That inaugural event featured Frank Thring film revivals at the Palais, ice-skating at St Moritz, artist Mirka Mora drawing murals for children to colour in, and Devonshire teas served under trees at Christ Church on Acland Street. There was live music too, with an outdoor stage run by the Espy Hotel hosting a young band called Flowers, who would later rename themselves Icehouse. It’s a piece of history the festival has since embraced wholeheartedly, bringing Icehouse back for the 40th anniversary in 2020 to perform the full Flowers album. But back in 1980, music wasn’t yet the central focus it would become. That shift came later, as the suburb’s reputation transformed from seedy to desirable and its live music scene flourished.

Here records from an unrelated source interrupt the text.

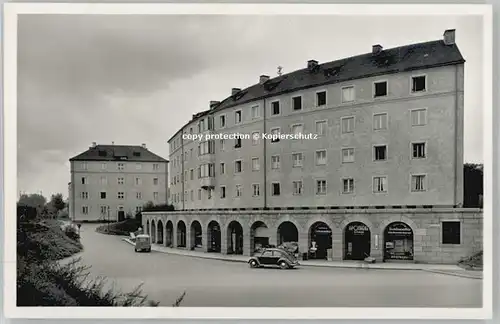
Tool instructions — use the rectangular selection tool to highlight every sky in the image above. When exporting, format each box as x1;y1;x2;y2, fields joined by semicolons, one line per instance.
16;15;484;197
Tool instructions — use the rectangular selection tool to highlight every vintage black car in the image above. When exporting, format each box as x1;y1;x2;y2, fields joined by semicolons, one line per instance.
248;248;299;269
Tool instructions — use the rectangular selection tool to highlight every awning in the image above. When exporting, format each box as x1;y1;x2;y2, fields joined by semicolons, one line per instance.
254;226;271;237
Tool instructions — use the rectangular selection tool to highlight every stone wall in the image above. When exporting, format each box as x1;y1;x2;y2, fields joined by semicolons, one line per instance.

Through the 1980s and 90s, St Kilda hit its live music peak. The Crystal Ballroom hosted Nick Cave and the Birthday Party, while the Little Band Scene gave rise to groups that would become Hunters and Collectors and Boom Crash Opera. The suburb became a fitting home for punks and creatives seeking affordable rent. By the time property prices rose and the area gentrified, St Kilda Festival had established itself as the largest free music event in the country.
The milestone two-day format
The 2023 edition introduced the current two-day format, attracting more than 375,000 people across the weekend. Saturday became dedicated to First Peoples First, the Indigenous programming arm that celebrates its 20th edition in 2026. Sunday remained the traditional Big Festival Sunday, featuring multiple stages and more than 100 acts.
First Peoples First launched in 2006 to provide a dedicated platform for established and emerging First Nations artists. The late Uncle Archie Roach played St Kilda Festival 13 times, more than any other artist in the event’s history. The 2026 anniversary lineup features BARKAA, who became the first Aboriginal woman to win Best Hip Hop/Rap Release at the ARIA Awards, and Selve, whose Breaking Into Heaven album became the first full-length record by an Aboriginal artist recorded at Abbey Road Studios.
The programming reflects how significantly the festival has evolved from its community-gathering origins. What started as neighbourhood street parties now operates across multiple stages, featuring everyone from Mental As Anything, making their first St Kilda Festival appearance in 25 years, to New Music Competition finalists hoping to follow in the footsteps of Missy Higgins, Baker Boy and Client Liaison.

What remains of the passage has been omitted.